With the progression in artificial intelligence image recognition technology, Qrious data scientists decided to transform the unstructured audio files provided by DOC into visual spectrograms.
They could then use image classification technology and machine learning to train a model to automatically identify kiwi calls in those spectrograms.
DOC provided Qrious with 8,000 15-minute audio files as training data sets which had been manually tagged as ‘kiwi’ or ‘non-kiwi’.
Using AWS technology, these recordings were transformed into 900 second spectrograms. Where a kiwi call was identified in the spectrogram, this section was cropped into a seven second segment, and these segments became the training data.
Building the model
An image classification algorithm was then used to build the image recognition model, and a neural network model was trained to automatically classify a spectrogram as ‘kiwi’, ‘other bird’ or ‘background noise’.

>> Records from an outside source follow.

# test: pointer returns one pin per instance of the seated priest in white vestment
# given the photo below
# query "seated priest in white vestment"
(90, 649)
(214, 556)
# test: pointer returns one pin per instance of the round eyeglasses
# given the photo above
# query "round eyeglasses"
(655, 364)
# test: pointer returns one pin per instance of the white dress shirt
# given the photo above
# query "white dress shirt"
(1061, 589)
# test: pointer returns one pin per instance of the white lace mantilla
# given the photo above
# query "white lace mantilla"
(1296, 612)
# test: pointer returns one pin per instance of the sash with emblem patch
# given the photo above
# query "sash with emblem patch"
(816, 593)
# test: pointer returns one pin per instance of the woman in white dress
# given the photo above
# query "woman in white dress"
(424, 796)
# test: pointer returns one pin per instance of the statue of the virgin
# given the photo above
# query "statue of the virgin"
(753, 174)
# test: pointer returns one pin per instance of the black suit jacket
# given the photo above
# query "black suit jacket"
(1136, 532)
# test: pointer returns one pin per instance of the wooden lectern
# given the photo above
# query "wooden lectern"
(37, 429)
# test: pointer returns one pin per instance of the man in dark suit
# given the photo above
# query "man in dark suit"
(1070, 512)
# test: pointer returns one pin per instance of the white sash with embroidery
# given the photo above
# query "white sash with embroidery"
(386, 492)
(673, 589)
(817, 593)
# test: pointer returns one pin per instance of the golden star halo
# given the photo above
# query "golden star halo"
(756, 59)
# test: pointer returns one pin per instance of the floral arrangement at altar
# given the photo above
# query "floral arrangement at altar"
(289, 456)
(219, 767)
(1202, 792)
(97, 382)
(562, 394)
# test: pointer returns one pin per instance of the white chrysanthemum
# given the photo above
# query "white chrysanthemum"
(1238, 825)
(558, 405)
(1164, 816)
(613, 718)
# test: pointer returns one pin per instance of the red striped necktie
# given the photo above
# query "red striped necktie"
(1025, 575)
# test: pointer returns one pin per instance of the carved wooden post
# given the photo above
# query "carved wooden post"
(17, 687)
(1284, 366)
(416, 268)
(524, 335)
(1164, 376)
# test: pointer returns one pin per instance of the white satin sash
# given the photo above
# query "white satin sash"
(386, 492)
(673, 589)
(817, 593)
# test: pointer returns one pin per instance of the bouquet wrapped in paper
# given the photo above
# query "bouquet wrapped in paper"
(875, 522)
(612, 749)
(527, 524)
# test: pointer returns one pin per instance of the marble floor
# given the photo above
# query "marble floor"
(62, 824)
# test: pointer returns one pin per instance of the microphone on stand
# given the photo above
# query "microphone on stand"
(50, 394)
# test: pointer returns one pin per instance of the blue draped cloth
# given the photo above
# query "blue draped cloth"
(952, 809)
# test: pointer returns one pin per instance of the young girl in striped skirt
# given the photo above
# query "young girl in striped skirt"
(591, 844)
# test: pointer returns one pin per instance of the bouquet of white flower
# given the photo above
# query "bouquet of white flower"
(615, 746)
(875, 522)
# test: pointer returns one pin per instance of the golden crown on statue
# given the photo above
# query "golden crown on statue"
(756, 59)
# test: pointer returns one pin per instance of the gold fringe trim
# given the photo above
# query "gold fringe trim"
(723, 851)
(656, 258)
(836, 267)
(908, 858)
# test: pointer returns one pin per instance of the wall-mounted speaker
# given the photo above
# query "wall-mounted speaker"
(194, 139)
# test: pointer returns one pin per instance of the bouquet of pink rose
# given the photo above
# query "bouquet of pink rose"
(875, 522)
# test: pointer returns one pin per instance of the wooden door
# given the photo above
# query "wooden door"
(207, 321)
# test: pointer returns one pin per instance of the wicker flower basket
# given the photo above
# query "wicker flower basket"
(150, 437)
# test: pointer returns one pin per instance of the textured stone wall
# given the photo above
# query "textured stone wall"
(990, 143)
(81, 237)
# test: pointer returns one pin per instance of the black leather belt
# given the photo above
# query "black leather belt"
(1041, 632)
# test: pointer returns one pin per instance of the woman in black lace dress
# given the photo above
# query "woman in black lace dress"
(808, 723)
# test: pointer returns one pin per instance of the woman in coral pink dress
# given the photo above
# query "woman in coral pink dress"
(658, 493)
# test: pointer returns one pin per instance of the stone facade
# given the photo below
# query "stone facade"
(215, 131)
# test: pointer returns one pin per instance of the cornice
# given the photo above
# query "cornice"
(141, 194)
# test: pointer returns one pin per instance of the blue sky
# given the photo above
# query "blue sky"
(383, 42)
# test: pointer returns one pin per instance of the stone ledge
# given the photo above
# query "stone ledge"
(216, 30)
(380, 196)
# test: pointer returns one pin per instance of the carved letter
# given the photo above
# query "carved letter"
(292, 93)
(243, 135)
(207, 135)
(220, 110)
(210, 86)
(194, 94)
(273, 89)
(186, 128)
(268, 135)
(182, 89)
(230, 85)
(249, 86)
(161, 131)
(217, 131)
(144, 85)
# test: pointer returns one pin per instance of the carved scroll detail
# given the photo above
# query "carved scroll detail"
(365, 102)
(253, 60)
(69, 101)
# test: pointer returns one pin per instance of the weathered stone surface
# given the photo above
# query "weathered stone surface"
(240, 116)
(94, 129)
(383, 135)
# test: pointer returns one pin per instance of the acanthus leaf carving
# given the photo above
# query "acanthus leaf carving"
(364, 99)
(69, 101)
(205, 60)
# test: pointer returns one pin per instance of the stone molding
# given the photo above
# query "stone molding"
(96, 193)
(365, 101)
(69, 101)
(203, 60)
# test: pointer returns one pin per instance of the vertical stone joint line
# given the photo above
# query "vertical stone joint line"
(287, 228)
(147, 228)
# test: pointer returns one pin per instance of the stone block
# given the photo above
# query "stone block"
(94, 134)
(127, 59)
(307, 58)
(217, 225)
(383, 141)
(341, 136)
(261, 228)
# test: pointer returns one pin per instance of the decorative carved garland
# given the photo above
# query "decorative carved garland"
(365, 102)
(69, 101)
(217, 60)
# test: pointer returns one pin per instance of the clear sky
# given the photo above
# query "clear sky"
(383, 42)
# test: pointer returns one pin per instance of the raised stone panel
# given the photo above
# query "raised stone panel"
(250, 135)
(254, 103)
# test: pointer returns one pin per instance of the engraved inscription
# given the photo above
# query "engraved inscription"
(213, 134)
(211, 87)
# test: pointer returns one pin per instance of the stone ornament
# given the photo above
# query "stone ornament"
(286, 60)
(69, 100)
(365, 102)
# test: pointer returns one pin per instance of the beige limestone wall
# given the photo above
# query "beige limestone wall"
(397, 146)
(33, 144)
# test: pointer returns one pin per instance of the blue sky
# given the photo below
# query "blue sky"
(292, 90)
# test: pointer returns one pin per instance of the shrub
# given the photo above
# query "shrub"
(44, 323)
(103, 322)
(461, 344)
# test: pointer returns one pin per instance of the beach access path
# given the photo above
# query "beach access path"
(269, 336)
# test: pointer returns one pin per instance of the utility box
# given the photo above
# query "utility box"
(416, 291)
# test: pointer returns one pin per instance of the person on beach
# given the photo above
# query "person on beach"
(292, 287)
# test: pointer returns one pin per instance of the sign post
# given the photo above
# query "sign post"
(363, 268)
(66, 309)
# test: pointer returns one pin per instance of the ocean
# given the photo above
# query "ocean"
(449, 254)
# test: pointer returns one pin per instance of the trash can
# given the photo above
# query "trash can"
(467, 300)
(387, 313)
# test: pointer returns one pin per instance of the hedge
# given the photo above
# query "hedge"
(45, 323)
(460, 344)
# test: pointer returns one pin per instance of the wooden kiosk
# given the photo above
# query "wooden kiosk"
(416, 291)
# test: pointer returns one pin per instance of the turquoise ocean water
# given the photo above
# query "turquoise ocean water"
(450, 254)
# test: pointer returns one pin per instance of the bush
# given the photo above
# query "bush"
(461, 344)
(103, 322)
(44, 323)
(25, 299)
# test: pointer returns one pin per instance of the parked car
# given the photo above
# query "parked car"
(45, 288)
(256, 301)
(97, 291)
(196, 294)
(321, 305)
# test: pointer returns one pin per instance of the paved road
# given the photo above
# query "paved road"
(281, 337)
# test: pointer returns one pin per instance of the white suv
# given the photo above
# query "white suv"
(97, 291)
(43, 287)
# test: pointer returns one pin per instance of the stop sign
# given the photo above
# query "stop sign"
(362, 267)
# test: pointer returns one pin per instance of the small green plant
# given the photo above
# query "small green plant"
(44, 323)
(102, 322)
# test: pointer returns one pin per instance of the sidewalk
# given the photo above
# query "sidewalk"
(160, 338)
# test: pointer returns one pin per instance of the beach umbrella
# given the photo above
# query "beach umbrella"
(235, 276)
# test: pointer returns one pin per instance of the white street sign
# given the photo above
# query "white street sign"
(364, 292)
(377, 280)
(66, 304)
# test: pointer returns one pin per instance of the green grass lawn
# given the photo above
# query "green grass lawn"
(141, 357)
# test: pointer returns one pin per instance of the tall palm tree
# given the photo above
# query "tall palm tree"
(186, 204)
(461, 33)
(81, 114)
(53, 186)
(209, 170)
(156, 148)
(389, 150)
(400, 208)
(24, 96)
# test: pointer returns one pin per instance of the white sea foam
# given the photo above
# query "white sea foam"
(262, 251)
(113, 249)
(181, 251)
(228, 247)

To test the model, additional spectrograms were cropped into seven second frames which it was then able to separate into ‘kiwi’ or ‘non-kiwi’ files based on how they matched the training data.
Automating the results
The tool can now automatically convert each recording into 128 cropped image frames and find kiwi sounds within them. If the model believes there is a kiwi in one of the frames, it identifies when and automatically converts that frame back into a sound snippet for DOC’s team to identify.